Google’s Android Operating System has grown the most when compared to all the other mobile operating systems. Every phone maker alive today (except for Nokia, BlackBerry & Apple) uses Android (or its derivative) to power most of their portfolio. Google also builds models under the Nexus program which are designed, developed and marketed by them but are manufactured by an OEM on their behalf. But the software is completely in Google’s control; Nexus devices are the first ones to receive software updates from the company directly.
Developing countries have shown a higher adoption rate for Android, but it’s not without its problems. Consumers frequently demand manufacturers to update their existing phones to the latest version of the OS. But its a burden on the phone maker — the resources spent to update these older phones only fetches them goodwill, hoping the existing customers will remain loyal. And It’s not like phone makers can just take the update from Google, and push it on to their phones — many manufacturers apply custom UI and features on top of Android. So, when the time comes to update, they have to retune their modifications to work with the new version.
And more often than not, consumers don’t really appreciate these efforts. That’s because instead of adding useful functions, phones in the past have been shoved with unnecessary features and UI changes, just for the sake of differentiation. Customers in return crib about their phones slowing down because of this bloated software. Plus all these features are anyway easy to replicate with third party apps and launchers. Not to say every manufacturer does this — for example Motorola phones don’t touch the stock Android UI, adding thoughtful features that enhance the stock experience. But that’s not the case with everybody.
Google has been paying attention. The Android One program that it launched at the Google I/O has been targeted at developing countries with the help of local smartphones makers. The markets selected for the Android One program are India, Indonesia, Philippines and some South Asian countries. Google teamed up with 3 manufacturers at the launch of the program — Micromax, Karbonn and Spice.
Android One devices piloted in India as they went on sale on 15th September via E-tailers like Flipkart, Snapdeal and Amazon.
ANDROID ONE USER EXPERIENCE
Android One offers the exact same user experience like a Nexus device.
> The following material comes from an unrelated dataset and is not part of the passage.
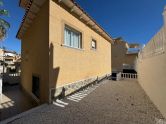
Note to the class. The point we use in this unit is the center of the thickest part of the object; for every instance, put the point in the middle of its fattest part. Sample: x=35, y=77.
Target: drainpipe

I own a Nexus 5 and I’ve been using the Micromax Canvas A1 for a couple of days. I was impressed with the performance of the device, there was no lag (obviously it’s a little slower than the Nexus) and maybe for the first time, a Rs. 6,000 phone didn’t feel utterly useless. It uses the same Google Now Launcher that debuted with the Nexus 5. The Android One handsets look like tiny Nexus devices that are made for the masses.